Demikian juga dengan kehidupan bergereja, zona nyaman adalah pilihan yang paling banyak memperoleh pendukung. “Buat apa susah-susah dan repot-repot untuk merespons perubahan yang terjadi, yang belum tentu memberikan manfaat, ”demikian pemikiran bagi mereka yang telah nyaman dalam lingkup status quo. Sungguh sangat disayangkan apabila Gereja terbelenggung dengan “penyakit” nyaman karena status quo.

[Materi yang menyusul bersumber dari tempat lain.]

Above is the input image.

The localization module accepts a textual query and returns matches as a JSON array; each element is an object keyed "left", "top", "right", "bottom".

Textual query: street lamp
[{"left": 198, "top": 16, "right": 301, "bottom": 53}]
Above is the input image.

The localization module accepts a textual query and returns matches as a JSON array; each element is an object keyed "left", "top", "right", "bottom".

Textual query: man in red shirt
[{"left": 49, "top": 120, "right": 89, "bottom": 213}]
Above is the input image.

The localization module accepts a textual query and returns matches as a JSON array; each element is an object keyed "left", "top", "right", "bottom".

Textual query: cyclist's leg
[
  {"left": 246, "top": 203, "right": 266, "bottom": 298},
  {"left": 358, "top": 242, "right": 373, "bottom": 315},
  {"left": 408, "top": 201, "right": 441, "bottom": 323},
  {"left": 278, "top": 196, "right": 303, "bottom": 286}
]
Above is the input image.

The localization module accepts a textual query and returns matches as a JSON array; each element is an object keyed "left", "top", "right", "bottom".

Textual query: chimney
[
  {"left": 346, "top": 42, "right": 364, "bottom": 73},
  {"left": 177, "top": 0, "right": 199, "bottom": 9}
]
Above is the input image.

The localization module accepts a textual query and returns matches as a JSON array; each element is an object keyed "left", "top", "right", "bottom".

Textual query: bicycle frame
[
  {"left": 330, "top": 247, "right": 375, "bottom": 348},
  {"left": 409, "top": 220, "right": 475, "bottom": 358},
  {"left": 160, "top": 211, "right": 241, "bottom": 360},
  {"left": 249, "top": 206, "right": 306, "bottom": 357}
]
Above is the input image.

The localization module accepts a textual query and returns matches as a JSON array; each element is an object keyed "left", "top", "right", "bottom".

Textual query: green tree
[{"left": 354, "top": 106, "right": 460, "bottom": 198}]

Kristus sendiri telah mengajarkan dengan contoh nyata kepada kita bagaimana Dia terus menerus melakukan pembaruan. Tindakan dan ucapan Yesus yang dengan keras mengecam para ahli Taurat, orang-orang Farisi dan orang Saduki dilakukannya dalam rangka melakukan perubahan kondisi masyarakat pada saat itu. Yesus melawan struktur kekuasaan yang telah mapan. Dia mengajarkan kesetaraan di tengah prinsip hirarki yang terjadi dalam lingkungan keagamaan pada masa itu. Tidak ada lagi perbedaan orang Yahudi atau orang Yunani, hamba atau orang merdeka, laki-laki atau perempuan, tetapi semua adalah satu dan sama di dalam Kristus. Persamaan antara pria dan wanita, adalah sesuatu yang sangat mengejutkan dalam masyarakat patriakhal pada zaman Yesus.

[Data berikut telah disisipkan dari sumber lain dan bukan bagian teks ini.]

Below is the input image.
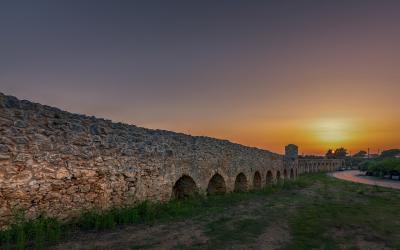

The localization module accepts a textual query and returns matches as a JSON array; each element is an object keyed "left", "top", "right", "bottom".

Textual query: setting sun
[{"left": 311, "top": 119, "right": 353, "bottom": 144}]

Perubahan yang diinginkan oleh Yesus adalah : Keesaan Allah, tidak ada lagi penyembahan berhala atau pengkultusan individu, semua setara di hadapan Allah. Begitu pula umat kristiani, baik laki-laki maupun perempuan memiliki tanggung jawab bersama untuk menegakkan keadilan berdasarkan martabat kemanusiaan. Pengikut-Nya pun di panggil untuk ewujudkan kasih dalam interaksi dengan sesama manusia. Yesus sudah mengawali perubahan-perubahan tersebut. Kita pun diundang untuk mengikuti teladan-Nya, menjadi agen perubahan juga, jangan terbelenggu dengan kenyamanan status quo.

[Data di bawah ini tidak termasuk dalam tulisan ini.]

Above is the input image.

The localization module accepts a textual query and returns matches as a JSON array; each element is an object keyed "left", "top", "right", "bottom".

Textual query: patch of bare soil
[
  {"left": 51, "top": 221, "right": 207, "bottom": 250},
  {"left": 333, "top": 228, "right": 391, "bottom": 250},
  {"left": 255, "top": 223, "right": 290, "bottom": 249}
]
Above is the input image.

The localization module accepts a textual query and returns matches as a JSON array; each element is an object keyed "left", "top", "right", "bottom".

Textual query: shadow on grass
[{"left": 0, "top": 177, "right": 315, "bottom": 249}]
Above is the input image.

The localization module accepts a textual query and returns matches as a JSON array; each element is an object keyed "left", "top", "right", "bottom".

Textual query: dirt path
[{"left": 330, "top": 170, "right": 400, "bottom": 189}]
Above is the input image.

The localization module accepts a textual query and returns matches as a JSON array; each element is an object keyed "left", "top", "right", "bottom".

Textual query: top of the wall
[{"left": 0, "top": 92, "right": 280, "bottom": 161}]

Perubahan yang dilakukan Yesus membawa perubahan pula bagi semua orang, khususnya mereka yang percaya kepada-Nya. Paulus menyebutkan dengan tegas di dalam Kristus, semuanya ciptaan baru. Tentu saja Paulus menegaskan pengaruh dari pembaruan yang Yesus lakukan mewujudkan pada kehidupan setiap orang percaya dan komunitasnya.Orang tidak boleh lagi dibelenggu oleh masalalu bahkan zona nyaman sebaliknya melakukan sesuatu yang progresif dalam rangka mengasihi Tuhan dan sesama.
Inilah tugas dan tanggung jawab umat Kristiani dalam mewujudkan amanat Yesus untuk memegang erat dan mengimplementasikan iman, pengharapan dan kasih dalam keseharian kita , agar damai sejahtera terwujud dalam kehidupan umat manusia.